A cobrança de 20% de imposto de importação sobre compras internacionais de até US$ 50 poderá voltar a valer a partir de setembro. A retomada depende da tramitação da Medida Provisória nº 1.357/2026, que permite zerar a alíquota para essas remessas e ainda precisa ser analisada pelo Congresso Nacional.
A medida provisória foi publicada em maio e teve a vigência prorrogada até 8 de setembro. Caso o texto não seja aprovado ou substituído por outra norma que mantenha a desoneração, a autorização para aplicação da alíquota zero perderá validade. Com isso, a partir de 9 de setembro, a tributação de 20% poderá voltar a incidir sobre as compras enquadradas na regra.
A chamada “taxa das blusinhas” é aplicada às compras internacionais de baixo valor e tem impacto direto sobre consumidores que utilizam plataformas estrangeiras para adquirir roupas, eletrônicos, acessórios e outros produtos.
Medida ainda depende do Congresso
As medidas provisórias têm força de lei desde a publicação, mas precisam ser aprovadas pelo Congresso para continuar em vigor de forma definitiva. O prazo inicial é de 60 dias, com possibilidade de uma prorrogação pelo mesmo período.

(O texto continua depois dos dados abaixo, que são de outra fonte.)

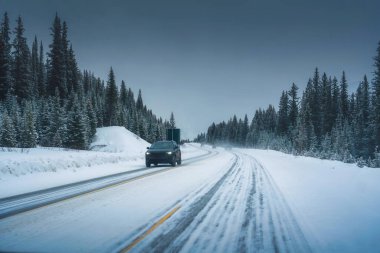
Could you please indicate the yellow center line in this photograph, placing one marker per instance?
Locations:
(150, 230)
(94, 191)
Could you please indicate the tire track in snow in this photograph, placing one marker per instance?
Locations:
(244, 211)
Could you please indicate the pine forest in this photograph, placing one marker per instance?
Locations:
(324, 121)
(46, 100)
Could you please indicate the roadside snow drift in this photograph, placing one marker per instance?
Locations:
(115, 149)
(118, 140)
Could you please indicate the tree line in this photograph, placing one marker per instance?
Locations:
(46, 100)
(325, 121)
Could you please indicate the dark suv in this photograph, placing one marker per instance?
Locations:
(163, 152)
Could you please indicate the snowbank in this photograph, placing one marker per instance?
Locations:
(336, 204)
(118, 140)
(115, 149)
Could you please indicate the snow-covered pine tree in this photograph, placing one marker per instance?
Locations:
(21, 63)
(41, 74)
(282, 125)
(92, 121)
(375, 115)
(172, 121)
(29, 132)
(56, 68)
(111, 101)
(344, 104)
(34, 68)
(5, 59)
(7, 132)
(77, 136)
(293, 105)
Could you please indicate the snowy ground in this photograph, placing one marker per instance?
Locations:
(241, 200)
(115, 150)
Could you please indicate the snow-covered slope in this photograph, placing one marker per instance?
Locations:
(337, 204)
(115, 149)
(118, 139)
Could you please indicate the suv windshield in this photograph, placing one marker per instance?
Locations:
(162, 145)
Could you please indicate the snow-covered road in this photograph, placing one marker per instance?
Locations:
(239, 200)
(25, 202)
(225, 203)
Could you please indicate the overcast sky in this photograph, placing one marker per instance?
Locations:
(206, 60)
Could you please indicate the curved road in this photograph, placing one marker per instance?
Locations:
(226, 202)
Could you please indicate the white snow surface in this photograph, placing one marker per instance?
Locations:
(239, 200)
(118, 140)
(336, 204)
(114, 150)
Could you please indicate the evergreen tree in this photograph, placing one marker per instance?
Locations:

No caso da MP nº 1.357/2026, ainda é necessária a instalação de uma comissão mista, formada por deputados e senadores, para analisar o texto e elaborar um parecer. Depois, a proposta deverá ser votada pelos plenários da Câmara dos Deputados e do Senado.
Caso ocorram alterações durante a tramitação, o texto poderá retornar para análise da outra Casa.
Disputa envolve consumidores e comércio
A tributação das compras internacionais de baixo valor é alvo de divergências entre consumidores, plataformas estrangeiras e o comércio brasileiro.
Consumidores e setores que utilizam as plataformas internacionais apontam que a cobrança eleva o preço final dos produtos, especialmente nas compras de menor valor.
Já representantes do varejo nacional defendem regras tributárias semelhantes para produtos importados e nacionais. O argumento é de que uma tributação menor sobre remessas estrangeiras poderia gerar uma diferença de competitividade em relação ao comércio brasileiro.
A definição sobre a manutenção ou não da alíquota zero ocorre em meio ao calendário eleitoral e a um cenário de negociações entre o governo federal e o Congresso Nacional.
Até o momento, a desoneração permanece vinculada à validade da medida provisória. Sem a aprovação de uma nova regra, a cobrança de 20% poderá ser retomada em setembro.